Grow Youngstown Secures $97,000 USDA Grant
YOUNGSTOWN, Ohio -- The U.S. Department of Agriculture has awarded more than $97,000 in grant money to help local farmers and growers get their products into the hands of the public and into institutions across the Mahoning Valley.
Representatives from Grow Youngstown, an organization formed in 2008 to promote urban gardening, local food production and sales, announced Wednesday that the group received a share of the $52 million in grants recently awarded by USDA to food initiatives across the country that support local growing and farming programs.
"The grant allows us to promote local food in a way that we haven't been able to do before," said Elsa Higby, director of Grow Youngstown. "It increases our capacity as an organization to develop relationships to do more sales, which in turn relates to buying more produce from local farmers."
The USDA awarded Grow Youngstown a $97,186 Local Food Promotion Program Grant through its Agricultural Marketing Service. The money would be used to enhance the organization's Farm to YOU Boost program, a community supported online agricultural market.
"The funds would be used to increase our staff, so that we can go and develop more relationships with corporations that have wellness programs, and perhaps with agencies that deal with low-income populations," Higby says.
Higby added that the grant would also help pay for fall crop food storage, provide technical assistance to Rosemont Farm for the installation of a hoop house to extend its growing season, and help pay for basic marketing and advertising programs.
The Grow Youngstown grant was one of four awarded by USDA last week to local food programs.
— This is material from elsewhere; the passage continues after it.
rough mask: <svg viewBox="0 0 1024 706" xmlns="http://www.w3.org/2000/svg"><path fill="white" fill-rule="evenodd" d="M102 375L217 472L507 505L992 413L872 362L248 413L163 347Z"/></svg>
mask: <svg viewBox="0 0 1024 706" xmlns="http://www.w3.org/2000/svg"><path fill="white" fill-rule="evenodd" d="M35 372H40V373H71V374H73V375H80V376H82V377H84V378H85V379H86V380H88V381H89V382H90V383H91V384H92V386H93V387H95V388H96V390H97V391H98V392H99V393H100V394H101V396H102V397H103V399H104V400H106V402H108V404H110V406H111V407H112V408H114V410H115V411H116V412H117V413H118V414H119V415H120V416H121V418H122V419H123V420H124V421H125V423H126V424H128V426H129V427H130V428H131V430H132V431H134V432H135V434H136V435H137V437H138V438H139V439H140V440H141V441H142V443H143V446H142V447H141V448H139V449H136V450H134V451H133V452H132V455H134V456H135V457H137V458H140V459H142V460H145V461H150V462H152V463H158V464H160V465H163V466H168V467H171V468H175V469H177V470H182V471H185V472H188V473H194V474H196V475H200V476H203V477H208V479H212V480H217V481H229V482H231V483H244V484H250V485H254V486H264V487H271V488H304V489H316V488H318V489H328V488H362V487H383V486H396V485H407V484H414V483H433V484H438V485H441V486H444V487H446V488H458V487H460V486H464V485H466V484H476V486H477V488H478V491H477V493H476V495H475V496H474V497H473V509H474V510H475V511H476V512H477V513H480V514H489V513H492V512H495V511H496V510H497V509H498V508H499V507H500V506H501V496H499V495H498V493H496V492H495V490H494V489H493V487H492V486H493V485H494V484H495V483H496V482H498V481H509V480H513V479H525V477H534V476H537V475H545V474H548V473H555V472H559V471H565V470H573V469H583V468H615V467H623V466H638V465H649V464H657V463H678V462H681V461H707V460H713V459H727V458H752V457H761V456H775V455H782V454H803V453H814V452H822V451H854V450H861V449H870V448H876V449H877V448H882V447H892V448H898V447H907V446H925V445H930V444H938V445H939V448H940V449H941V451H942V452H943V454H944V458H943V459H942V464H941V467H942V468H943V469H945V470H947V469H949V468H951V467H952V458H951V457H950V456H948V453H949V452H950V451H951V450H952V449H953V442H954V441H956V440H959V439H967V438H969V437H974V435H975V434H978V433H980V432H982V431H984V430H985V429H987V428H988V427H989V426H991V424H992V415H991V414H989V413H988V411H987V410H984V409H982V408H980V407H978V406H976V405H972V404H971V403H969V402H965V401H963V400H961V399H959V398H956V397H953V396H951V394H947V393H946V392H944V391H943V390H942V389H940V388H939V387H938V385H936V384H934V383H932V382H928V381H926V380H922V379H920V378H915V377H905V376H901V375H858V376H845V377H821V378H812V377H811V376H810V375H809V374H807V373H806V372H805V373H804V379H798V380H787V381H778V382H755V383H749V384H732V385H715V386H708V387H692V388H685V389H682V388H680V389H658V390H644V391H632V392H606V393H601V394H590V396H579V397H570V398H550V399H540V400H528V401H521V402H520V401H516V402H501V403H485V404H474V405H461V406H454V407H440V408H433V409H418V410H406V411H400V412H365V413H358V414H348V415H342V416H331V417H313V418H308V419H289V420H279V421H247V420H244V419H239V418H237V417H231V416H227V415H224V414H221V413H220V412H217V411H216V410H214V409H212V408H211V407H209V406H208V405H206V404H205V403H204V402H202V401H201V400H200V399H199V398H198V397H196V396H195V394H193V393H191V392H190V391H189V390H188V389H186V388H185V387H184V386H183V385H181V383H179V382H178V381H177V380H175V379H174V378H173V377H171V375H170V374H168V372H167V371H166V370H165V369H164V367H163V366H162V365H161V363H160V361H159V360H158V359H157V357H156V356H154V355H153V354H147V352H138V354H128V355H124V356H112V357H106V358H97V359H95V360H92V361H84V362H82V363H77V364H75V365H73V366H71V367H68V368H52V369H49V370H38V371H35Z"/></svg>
The lake-to-River Food Cooperative in Youngstown received $99,350; the Trumbull Neighborhood Partnership received $96,733 for its Warren Farmers Market, and the 30-Mile Meal initiative was awarded $100,000 from USDA's Local Food Marketing Program.
It's Grow Youngstown's objective to increase local food sales to institutions, and the organization plans to add 10 institutional accounts over the next two years. "What these larger institutions need is consistency, and they need to make sure that everything is delivered in a way that fits their criteria for health standards," Higby said. "I see that market space opening up over the next two years."
Grow Youngstown distributes produce, beef and dairy products from about 30 farms in the Mahoning Valley over the range of a year, Higby said. Those looking to purchase these items sign up through Grow Youngstown's Farm to YOU program through the organization's website, www.growyoungstown.org.
Customers then can pick up their orders at six locations in the area: The YMCA Boardman, the Austintown and Poland branches of the Youngstown and Mahoning County Public Library, Youngstown State University's Maag Library, Fairview Neighborhood Garden on Youngstown's North Side, and Courthouse Square in Warren.
Jack Kravitz, vice president of Grow Youngstown and owner of Kravitz Deli in Liberty, says the organization is able to distribute locally grown foods to the public with very little markup. Aside from Farm to YOU, the organization has instituted other programs, such as a preparation and preservation program, and an "edible corridor" initiative that focuses on urban agriculture on Youngstown's North Side, he said.
"It's working really well," Kravitz said. "Our revenues have grown from really nothing in 2008 to $61,000 in sales."
Pictured: Elsa Higby, director of Grow Youngstown, and Samantha Turner, executive secretary.